Chris Cusiter
- Born: Christopher Peter Cusiter 13 June 1982 (age 44) Aberdeen, Scotland
- Height: 1.78 m (5 ft 10 in)
- Weight: 85 kg (13 st 5 lb)
- School: Robert Gordon's College
- University: University of Edinburgh
- Notable relative(s): Calum Cusiter, brother

Rugby union career
- Position: Scrum-half

Amateur team(s)
- Years: Team / Apps / (Points)
- Watsonians RFC
- 2003: Boroughmuir RFC

Senior career
- Years: Team / Apps / (Points)
- 2001–2002: Glasgow Warriors / 1 / (0)
- 2003–2007: Border Reivers / 25 / (10)
- 2007–2009: Perpignan / 39 / (15)
- 2009–2014: Glasgow Warriors / 58 / (15)
- 2011: Southern Districts / 3 / (0)
- 2014–2016: Sale Sharks / 24 / (20)

International career
- Years: Team / Apps / (Points)
- 2004–2014: Scotland / 70 / (15)
- 2005: British & Irish Lions / 1 / (0)

4th Sir Willie Purves Quaich
- In office 2003–2003
- Preceded by: Ally Hogg
- Succeeded by: Mark McMillan

= Chris Cusiter =

British Lions & Scotland international rugby union player

Christopher Peter Cusiter (born 13 June 1982) is a retired Scottish international rugby union player who played at scrum-half. He played for teams including Glasgow Warriors, Border Reivers and Perpignan before ending his career at Sale Sharks.

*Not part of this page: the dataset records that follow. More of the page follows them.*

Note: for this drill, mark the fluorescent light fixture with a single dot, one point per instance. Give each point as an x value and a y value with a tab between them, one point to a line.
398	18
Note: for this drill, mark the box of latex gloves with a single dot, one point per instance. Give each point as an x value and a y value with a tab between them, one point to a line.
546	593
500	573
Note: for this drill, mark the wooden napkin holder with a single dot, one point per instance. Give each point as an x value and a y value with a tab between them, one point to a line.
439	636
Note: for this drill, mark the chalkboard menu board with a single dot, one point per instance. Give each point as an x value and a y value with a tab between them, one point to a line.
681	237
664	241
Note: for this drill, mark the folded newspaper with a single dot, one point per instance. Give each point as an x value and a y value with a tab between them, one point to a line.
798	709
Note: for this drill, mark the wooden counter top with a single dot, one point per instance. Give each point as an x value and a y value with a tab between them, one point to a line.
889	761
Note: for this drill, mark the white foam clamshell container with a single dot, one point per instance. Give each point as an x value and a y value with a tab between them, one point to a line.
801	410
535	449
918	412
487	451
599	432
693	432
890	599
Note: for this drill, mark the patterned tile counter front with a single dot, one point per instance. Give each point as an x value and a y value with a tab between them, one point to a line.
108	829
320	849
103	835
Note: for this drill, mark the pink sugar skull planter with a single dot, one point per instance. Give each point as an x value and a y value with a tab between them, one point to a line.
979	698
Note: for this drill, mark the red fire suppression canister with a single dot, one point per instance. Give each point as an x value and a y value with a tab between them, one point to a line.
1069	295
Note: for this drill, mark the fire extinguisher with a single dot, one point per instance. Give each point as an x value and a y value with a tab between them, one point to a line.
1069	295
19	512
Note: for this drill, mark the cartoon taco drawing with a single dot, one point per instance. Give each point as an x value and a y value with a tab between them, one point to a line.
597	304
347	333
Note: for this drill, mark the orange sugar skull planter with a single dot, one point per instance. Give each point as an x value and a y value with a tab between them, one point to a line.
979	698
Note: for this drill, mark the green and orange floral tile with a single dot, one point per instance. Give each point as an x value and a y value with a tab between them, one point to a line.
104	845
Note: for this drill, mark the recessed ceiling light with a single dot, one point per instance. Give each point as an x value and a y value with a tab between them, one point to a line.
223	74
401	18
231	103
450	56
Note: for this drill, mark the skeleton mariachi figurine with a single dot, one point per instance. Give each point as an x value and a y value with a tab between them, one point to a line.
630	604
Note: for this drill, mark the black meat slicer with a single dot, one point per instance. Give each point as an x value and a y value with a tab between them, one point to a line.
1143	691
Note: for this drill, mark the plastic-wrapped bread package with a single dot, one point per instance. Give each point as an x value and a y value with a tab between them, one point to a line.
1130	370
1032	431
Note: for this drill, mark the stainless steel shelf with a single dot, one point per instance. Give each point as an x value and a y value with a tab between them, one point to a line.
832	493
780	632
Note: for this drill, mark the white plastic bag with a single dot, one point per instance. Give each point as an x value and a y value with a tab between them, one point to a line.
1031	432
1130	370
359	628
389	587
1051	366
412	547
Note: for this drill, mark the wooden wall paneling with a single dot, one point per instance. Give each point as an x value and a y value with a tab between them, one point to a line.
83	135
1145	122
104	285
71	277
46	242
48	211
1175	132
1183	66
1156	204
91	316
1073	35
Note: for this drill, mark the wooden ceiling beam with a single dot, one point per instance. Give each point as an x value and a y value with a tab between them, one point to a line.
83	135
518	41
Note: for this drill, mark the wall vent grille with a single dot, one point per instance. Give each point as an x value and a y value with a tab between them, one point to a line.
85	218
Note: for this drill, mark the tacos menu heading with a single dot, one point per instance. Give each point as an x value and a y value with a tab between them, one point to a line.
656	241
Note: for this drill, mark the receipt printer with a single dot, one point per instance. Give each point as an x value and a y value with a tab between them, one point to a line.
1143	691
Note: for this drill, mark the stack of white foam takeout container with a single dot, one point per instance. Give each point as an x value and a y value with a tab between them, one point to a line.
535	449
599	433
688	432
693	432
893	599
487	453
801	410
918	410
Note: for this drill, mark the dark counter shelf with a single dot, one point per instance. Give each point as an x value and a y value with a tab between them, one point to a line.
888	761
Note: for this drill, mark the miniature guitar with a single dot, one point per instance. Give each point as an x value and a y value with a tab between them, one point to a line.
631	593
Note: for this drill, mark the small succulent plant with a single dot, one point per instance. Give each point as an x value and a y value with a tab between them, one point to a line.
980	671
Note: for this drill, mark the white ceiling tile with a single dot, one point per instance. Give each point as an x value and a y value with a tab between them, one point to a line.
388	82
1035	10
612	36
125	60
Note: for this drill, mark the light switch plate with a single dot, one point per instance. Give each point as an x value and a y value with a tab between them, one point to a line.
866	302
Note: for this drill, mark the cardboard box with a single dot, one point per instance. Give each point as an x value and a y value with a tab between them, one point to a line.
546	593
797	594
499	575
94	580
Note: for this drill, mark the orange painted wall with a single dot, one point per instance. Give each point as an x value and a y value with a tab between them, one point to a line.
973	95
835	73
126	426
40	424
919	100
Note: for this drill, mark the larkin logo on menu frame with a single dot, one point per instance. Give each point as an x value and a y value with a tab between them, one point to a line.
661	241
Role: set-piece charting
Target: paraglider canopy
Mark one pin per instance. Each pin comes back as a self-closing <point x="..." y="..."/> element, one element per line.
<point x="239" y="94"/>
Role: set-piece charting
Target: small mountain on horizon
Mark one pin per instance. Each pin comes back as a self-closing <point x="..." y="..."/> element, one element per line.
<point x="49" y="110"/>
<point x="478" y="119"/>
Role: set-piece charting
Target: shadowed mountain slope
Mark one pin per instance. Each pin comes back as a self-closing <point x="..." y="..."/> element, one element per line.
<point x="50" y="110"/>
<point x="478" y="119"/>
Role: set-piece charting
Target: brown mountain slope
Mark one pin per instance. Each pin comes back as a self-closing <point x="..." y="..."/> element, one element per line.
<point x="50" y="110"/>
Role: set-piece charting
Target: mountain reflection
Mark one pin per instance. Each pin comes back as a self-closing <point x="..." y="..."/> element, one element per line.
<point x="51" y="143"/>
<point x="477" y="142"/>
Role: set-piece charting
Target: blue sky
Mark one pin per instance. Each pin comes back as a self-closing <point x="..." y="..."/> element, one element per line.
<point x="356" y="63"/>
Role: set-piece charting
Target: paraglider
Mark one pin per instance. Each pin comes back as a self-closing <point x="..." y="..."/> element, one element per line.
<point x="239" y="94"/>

== International career ==
Cusiter made his first start for Scotland in the 2004 Six Nations match against Wales.

During 2005 and 2006 Cusiter suffered a series of injuries representing Scotland. In 2015 he sustained a knee injury against Australia and upon his starting return against Italy in the 2006 Six Nations suffered a pectoral injury. After making a substitute appearance against Romania in the 2006 Autumn tests he was given the all clear to start against the Pacific Islanders only to be stretchered off after 10 minutes.

Cusiter was named as joint-captain Captain along with Mike Blair for the Autumn internationals of 2009 and the 2010 Six Nations Championship.

Cusiter went on the 2005 British & Irish Lions tour to New Zealand making one appearance as a substitute against Argentina.

==Club career==

While still at Watsonians, Cusiter was called into the Glasgow Warriors side in the 2001–02 season. At the end of the season he had a number of games warming the bench, before making his professional debut coming on in the 79th minute against Swansea RFC in the Welsh-Scottish League in Glasgow's last game of the season.

At the season end he moved back to Watsonians, but secured another professional club in 2003 when he signed for Border Reivers. The Borders side folded in 2007 and Cusiter moved to play in France. On 18 April 2007, it was announced that Cusiter would sign for the French side Perpignan.

On 27 January 2009 Cusiter moved back to Scotland, securing a deal to play with Glasgow Warriors once again; this time on a three-year contract. His contract was extended and he played with Glasgow till the end of the 2013–14 season.

For the following season 2014–15, he moved to the English Aviva Premiership side, Sale Sharks.

Cusiter announced his retirement from rugby in May 2016.

==Personal==
His brother Calum was also an international Rugby player representing the Scotland 7s team.

Cusiter is a self-confessed fan of rugby league, following the Catalans Dragons after his two-year spell in Perpignan.

Originally from Aberdeen, he attended Robert Gordon's College and studied law at the University of Edinburgh.

Following his retirement moved to California to set up a whisky-focused alcohol retail business.